21時のライブスタートまでのアイドルタイムに過去のライブ映像や楽曲を流し、今回のライブタイトルである「On the Road」が流れ、本編へ。暗い照明の中に浮かび上がったのはメンバーが向かい合う陣形のフロアライブ。岩渕の「やろかい」の一言から「SHINKAICHI」がスタートし、出自である神戸・新開地というルーツを示唆する。噛みしめるように歌う岩渕と冒頭から気合入りまくりの浪越康平(Gt)、タノアキヒコ(Ba)が対照的だ。
ガレージパンク、ノーザンソウル......手持ちの楽器と魂だけで世界は変えられる、60年代のブリティッシュビートや70年代のパンクから綿々と続くメンタリティ。いやー、めちゃくちゃバンドっぽいバンドだなとバカみたいな感想が浮かぶ。この日は岩渕がほぼギター&ボーカルだったこともその印象を強めたのかもしれない。ダンサブルな「Top of the Head」も落ち着いたカメラワークでどこかフィルムノワールな印象すらある。ロフトの青い壁とボタンダウンシャツの浪越は一枚の写真のような収まりの良さで、相対して金髪が伸び、髭を剃ったタノはキュートな印象で、アクティブに動く。キャラクターのバラバラさはステージを正面から見るより際立って映る。

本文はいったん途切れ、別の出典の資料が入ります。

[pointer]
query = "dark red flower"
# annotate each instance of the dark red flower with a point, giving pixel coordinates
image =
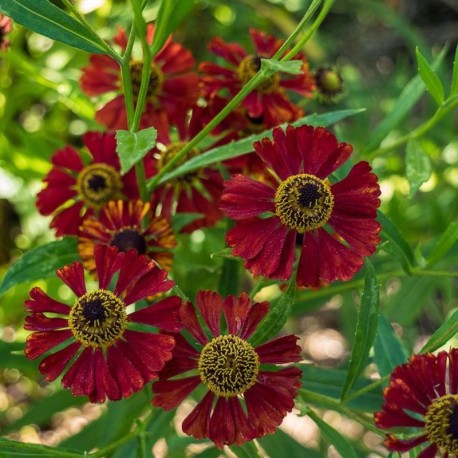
(173, 86)
(423, 398)
(74, 190)
(127, 225)
(245, 398)
(334, 223)
(195, 192)
(5, 28)
(268, 104)
(101, 355)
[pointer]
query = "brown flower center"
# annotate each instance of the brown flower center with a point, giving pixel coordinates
(228, 366)
(249, 67)
(304, 202)
(98, 319)
(156, 80)
(127, 238)
(99, 183)
(442, 423)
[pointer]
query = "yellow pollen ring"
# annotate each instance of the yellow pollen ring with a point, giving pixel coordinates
(228, 366)
(99, 183)
(442, 423)
(98, 319)
(249, 66)
(304, 202)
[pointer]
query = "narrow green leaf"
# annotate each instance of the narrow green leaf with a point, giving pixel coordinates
(132, 147)
(432, 82)
(366, 328)
(245, 145)
(388, 349)
(405, 102)
(444, 244)
(169, 16)
(47, 19)
(40, 262)
(418, 166)
(271, 66)
(401, 248)
(274, 321)
(332, 436)
(446, 331)
(454, 85)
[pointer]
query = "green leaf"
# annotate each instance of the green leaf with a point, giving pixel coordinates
(366, 328)
(442, 335)
(418, 166)
(271, 66)
(234, 149)
(454, 85)
(391, 234)
(388, 349)
(171, 13)
(47, 19)
(133, 146)
(332, 436)
(444, 244)
(432, 82)
(405, 102)
(274, 321)
(40, 262)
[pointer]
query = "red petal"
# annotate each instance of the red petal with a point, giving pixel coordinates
(171, 393)
(280, 350)
(40, 342)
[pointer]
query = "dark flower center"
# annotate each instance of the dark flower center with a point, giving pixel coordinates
(129, 238)
(304, 202)
(249, 66)
(98, 319)
(99, 183)
(228, 366)
(156, 80)
(442, 423)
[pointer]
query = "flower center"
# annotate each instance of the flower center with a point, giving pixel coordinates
(99, 183)
(303, 202)
(125, 239)
(228, 365)
(442, 423)
(98, 319)
(249, 67)
(155, 80)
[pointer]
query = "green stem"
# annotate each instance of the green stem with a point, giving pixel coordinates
(330, 403)
(103, 44)
(444, 109)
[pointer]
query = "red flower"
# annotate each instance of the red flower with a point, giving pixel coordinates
(244, 399)
(105, 359)
(268, 103)
(334, 223)
(127, 225)
(173, 86)
(423, 394)
(5, 28)
(74, 190)
(195, 192)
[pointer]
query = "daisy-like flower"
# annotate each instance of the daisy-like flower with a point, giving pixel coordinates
(5, 28)
(173, 86)
(268, 104)
(422, 397)
(102, 356)
(75, 190)
(334, 223)
(195, 192)
(127, 225)
(245, 399)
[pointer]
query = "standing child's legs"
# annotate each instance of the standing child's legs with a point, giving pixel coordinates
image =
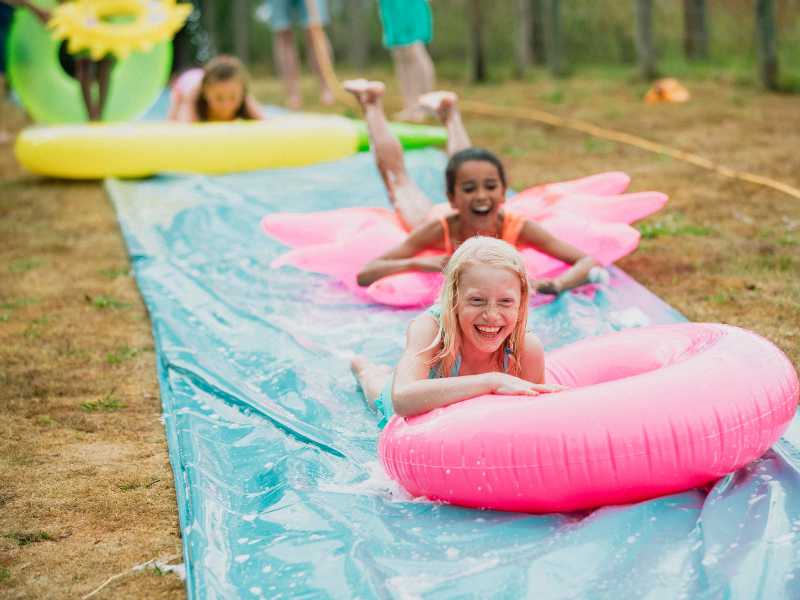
(445, 105)
(325, 93)
(288, 66)
(415, 73)
(410, 202)
(371, 377)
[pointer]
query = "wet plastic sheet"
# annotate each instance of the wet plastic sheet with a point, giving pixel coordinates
(274, 451)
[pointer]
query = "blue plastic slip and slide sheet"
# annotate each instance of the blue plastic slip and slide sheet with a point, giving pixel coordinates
(279, 488)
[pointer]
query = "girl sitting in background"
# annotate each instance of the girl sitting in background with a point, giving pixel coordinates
(217, 92)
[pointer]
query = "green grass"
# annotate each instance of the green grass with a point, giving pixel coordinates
(23, 539)
(671, 225)
(122, 354)
(24, 265)
(114, 272)
(108, 303)
(107, 404)
(132, 485)
(18, 303)
(722, 297)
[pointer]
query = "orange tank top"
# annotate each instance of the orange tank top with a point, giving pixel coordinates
(509, 232)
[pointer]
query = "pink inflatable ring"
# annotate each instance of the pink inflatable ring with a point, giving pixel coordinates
(649, 412)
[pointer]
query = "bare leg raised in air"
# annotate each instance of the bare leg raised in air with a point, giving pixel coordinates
(410, 202)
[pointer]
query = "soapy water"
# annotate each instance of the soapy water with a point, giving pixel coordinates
(274, 449)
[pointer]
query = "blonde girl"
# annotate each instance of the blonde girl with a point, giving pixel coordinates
(473, 342)
(217, 92)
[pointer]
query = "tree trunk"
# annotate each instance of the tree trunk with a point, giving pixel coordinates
(644, 39)
(209, 9)
(241, 29)
(695, 29)
(538, 44)
(358, 42)
(478, 63)
(522, 41)
(766, 32)
(552, 35)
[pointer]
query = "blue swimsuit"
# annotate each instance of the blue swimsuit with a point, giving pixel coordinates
(383, 403)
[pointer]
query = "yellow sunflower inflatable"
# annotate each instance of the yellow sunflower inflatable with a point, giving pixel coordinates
(118, 27)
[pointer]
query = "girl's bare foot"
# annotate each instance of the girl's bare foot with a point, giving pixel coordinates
(441, 103)
(366, 92)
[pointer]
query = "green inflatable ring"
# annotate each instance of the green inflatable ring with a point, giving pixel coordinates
(411, 136)
(50, 95)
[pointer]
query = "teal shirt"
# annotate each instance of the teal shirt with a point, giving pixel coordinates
(383, 403)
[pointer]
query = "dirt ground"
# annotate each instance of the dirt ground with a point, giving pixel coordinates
(86, 489)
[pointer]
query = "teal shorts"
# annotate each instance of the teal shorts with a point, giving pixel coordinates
(383, 403)
(406, 22)
(285, 13)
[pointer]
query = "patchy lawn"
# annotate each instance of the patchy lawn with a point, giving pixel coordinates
(86, 489)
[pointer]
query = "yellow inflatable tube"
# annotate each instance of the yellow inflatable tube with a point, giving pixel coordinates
(96, 151)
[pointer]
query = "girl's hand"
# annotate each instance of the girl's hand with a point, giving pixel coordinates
(431, 263)
(506, 384)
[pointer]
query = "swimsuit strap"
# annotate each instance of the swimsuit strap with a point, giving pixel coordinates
(448, 245)
(511, 228)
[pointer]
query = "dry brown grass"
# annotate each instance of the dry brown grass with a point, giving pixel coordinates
(85, 486)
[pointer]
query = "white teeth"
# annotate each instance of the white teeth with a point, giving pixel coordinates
(486, 329)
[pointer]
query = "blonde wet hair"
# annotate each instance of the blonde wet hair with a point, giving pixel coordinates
(494, 253)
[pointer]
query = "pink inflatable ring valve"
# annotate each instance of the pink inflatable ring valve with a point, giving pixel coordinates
(649, 412)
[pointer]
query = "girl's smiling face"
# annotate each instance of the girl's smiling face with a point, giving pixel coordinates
(488, 306)
(224, 99)
(479, 191)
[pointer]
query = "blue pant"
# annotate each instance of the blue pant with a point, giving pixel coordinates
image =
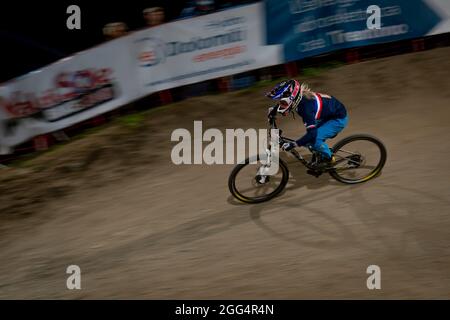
(327, 130)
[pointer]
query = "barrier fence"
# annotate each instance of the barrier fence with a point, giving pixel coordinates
(236, 47)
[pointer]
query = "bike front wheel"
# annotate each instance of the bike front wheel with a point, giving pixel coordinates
(249, 185)
(359, 158)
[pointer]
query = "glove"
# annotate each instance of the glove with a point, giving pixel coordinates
(287, 146)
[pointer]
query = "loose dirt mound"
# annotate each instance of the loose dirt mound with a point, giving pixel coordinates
(138, 226)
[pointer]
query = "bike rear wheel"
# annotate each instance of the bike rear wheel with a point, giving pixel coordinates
(248, 186)
(359, 158)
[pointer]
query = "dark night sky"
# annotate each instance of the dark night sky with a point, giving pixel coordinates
(34, 33)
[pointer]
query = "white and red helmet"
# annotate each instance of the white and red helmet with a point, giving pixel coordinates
(289, 93)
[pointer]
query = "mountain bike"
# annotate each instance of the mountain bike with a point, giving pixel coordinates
(358, 158)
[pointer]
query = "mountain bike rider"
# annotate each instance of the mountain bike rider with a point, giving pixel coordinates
(324, 116)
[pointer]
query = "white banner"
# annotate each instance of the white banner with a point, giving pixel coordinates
(115, 73)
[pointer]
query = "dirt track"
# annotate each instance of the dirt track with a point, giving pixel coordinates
(141, 227)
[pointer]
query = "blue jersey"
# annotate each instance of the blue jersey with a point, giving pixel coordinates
(317, 110)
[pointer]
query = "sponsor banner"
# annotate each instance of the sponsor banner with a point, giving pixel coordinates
(312, 27)
(206, 47)
(71, 90)
(117, 72)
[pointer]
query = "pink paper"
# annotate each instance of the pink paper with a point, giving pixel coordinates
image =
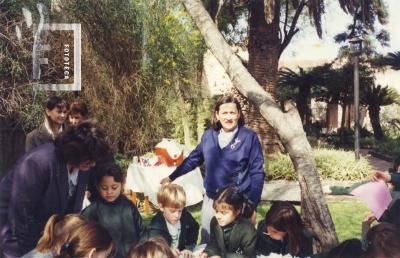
(376, 195)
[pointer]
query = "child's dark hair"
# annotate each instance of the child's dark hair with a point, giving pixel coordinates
(232, 198)
(56, 102)
(109, 169)
(383, 241)
(284, 217)
(87, 237)
(78, 107)
(155, 247)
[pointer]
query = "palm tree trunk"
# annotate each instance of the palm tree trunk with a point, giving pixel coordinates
(287, 125)
(375, 121)
(264, 55)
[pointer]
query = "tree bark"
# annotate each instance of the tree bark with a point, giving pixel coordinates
(264, 52)
(287, 125)
(375, 121)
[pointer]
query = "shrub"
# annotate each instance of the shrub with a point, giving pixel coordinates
(331, 164)
(389, 146)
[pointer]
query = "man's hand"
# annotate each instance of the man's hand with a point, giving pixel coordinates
(380, 175)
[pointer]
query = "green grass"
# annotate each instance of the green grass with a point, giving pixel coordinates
(347, 216)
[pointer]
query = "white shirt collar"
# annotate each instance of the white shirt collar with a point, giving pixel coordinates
(224, 138)
(73, 176)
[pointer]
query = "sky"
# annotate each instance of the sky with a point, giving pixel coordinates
(306, 45)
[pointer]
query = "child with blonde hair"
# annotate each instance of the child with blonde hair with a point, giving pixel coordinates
(56, 231)
(173, 222)
(155, 247)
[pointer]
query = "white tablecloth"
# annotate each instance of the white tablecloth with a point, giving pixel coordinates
(147, 180)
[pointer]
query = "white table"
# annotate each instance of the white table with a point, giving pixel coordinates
(147, 180)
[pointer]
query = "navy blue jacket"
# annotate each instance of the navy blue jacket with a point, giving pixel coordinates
(240, 163)
(34, 189)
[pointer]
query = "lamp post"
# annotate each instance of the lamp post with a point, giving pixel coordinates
(355, 51)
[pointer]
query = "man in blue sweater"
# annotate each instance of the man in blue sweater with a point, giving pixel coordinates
(232, 156)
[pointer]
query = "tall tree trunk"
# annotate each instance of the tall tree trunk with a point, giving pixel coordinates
(375, 121)
(263, 47)
(287, 124)
(344, 112)
(303, 105)
(331, 116)
(184, 114)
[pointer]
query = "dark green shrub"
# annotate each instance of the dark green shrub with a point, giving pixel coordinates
(331, 164)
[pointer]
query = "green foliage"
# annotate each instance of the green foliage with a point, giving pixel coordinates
(343, 138)
(123, 161)
(142, 61)
(331, 164)
(389, 146)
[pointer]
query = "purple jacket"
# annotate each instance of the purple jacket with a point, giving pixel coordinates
(34, 189)
(241, 163)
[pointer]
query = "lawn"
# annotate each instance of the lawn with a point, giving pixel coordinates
(347, 216)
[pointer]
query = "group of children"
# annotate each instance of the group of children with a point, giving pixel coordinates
(112, 226)
(231, 235)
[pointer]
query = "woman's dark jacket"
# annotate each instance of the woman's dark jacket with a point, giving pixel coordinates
(267, 245)
(34, 189)
(242, 241)
(189, 230)
(121, 219)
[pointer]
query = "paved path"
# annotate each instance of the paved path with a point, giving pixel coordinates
(290, 190)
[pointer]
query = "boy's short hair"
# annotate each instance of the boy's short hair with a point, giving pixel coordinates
(171, 195)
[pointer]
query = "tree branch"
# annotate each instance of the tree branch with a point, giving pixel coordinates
(293, 30)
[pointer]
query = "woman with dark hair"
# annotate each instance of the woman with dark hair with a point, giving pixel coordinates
(55, 112)
(232, 156)
(282, 232)
(48, 180)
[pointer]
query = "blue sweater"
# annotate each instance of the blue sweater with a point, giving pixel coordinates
(240, 163)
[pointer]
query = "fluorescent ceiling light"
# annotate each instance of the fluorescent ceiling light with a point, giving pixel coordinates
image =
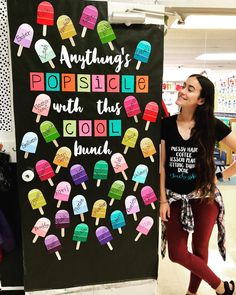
(217, 56)
(203, 21)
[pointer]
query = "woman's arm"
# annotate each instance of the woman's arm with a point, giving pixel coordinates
(230, 141)
(164, 205)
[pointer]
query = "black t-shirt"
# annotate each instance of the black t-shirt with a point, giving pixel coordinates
(181, 155)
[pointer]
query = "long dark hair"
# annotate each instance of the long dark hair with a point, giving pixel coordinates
(204, 136)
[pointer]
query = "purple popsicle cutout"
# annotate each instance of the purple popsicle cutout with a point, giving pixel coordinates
(79, 175)
(104, 236)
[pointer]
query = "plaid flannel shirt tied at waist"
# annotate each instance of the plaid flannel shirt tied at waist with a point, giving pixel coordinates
(187, 219)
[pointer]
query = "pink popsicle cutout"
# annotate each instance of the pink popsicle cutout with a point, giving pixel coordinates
(45, 15)
(24, 37)
(41, 228)
(88, 19)
(144, 226)
(150, 113)
(62, 192)
(45, 172)
(132, 206)
(119, 164)
(132, 107)
(41, 106)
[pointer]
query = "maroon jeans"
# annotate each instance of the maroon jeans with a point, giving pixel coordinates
(205, 215)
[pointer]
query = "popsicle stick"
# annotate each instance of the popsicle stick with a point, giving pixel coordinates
(97, 221)
(98, 182)
(84, 186)
(35, 239)
(147, 125)
(138, 236)
(51, 64)
(83, 32)
(50, 182)
(111, 45)
(58, 169)
(153, 206)
(138, 65)
(41, 211)
(111, 202)
(135, 186)
(19, 50)
(124, 175)
(72, 41)
(152, 159)
(126, 149)
(110, 246)
(58, 255)
(55, 143)
(44, 30)
(58, 203)
(136, 119)
(77, 245)
(82, 217)
(38, 118)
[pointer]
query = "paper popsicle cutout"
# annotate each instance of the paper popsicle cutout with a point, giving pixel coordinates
(149, 197)
(88, 19)
(45, 52)
(41, 228)
(142, 53)
(49, 132)
(29, 143)
(132, 107)
(144, 226)
(116, 191)
(44, 170)
(140, 175)
(150, 113)
(66, 28)
(130, 138)
(62, 221)
(132, 206)
(79, 175)
(80, 234)
(53, 245)
(62, 158)
(117, 220)
(24, 37)
(37, 200)
(106, 33)
(104, 236)
(119, 164)
(100, 171)
(80, 206)
(62, 192)
(41, 106)
(99, 210)
(45, 15)
(148, 148)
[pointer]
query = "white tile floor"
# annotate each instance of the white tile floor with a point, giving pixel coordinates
(173, 279)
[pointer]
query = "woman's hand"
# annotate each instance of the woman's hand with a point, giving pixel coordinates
(164, 211)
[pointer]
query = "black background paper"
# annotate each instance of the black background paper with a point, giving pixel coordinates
(93, 263)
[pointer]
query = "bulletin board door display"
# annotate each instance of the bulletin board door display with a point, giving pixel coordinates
(86, 102)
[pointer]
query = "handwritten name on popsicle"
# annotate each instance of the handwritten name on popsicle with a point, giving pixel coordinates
(84, 83)
(23, 36)
(44, 225)
(91, 57)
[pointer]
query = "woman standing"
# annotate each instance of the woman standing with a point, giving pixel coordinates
(190, 200)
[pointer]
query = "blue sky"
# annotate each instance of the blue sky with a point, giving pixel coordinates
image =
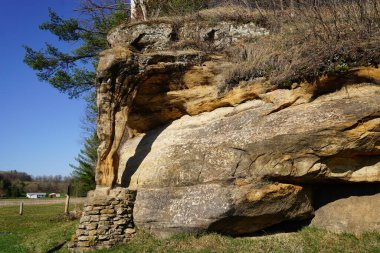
(39, 127)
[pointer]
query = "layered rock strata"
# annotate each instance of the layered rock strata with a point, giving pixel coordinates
(236, 161)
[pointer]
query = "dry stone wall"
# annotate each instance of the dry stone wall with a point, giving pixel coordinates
(106, 220)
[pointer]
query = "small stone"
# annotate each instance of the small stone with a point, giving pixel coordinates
(81, 232)
(130, 231)
(107, 211)
(104, 237)
(84, 219)
(92, 232)
(95, 218)
(82, 238)
(84, 244)
(92, 226)
(93, 212)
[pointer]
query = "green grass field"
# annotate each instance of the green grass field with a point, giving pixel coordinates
(37, 230)
(42, 226)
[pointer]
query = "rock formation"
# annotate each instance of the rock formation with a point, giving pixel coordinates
(231, 161)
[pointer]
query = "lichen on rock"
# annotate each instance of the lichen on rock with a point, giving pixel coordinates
(233, 162)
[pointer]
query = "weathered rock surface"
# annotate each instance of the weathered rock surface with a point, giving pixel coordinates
(106, 220)
(202, 172)
(356, 214)
(233, 162)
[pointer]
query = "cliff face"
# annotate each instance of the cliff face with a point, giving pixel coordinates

岩渕は向かい合うスタイルとカメラ位置に「やりにくっ! どこ見たらええんやね」と言いつつ、「もういやっちゅうほど新曲やるんで」と、サポートドラマーの大見隼人が合図を出したその曲のリズムと音像がまるでイギー・ポップの「Lust for Life」のようでひっくり返ってしまった。ちなみに曲名は「C’mon Future」。生きる欲望という意味では通底しているのでは。ガレージパンクなバイブスはそのまま「いい趣味してるね」につながり、浪越はフロアに転がりつつリフを弾き倒し、照明があまり当たっていない分、演奏の熱量が増し、カオティックになっていく様子に感覚を集中する。イヤホンを装着し、一人鑑賞する部屋で思わず「カッケー!」と大声を発してしまった。ライブハウスのローの体感こそないものの、「ラプチャー」も曲が持つシリアスなテーマをぐっと重心の低い音像で表現しており、ここ1年のライブ以上に染み込む演奏へ進化していた。さらに〈君は暴れ馬〉というフレーズやサイコビリー調のリズムとスリリングなリフを持つ新曲「Rodeo」もパノパナがロックンロールバンドであることを再認識させるものだった。あえて言えば今、こんなにTHEE MICHELLE GUN ELEPHANTやBLANKEY JET CITYを想起させる曲をやるバンドはいない。だが確実に自分たちのモノにしている。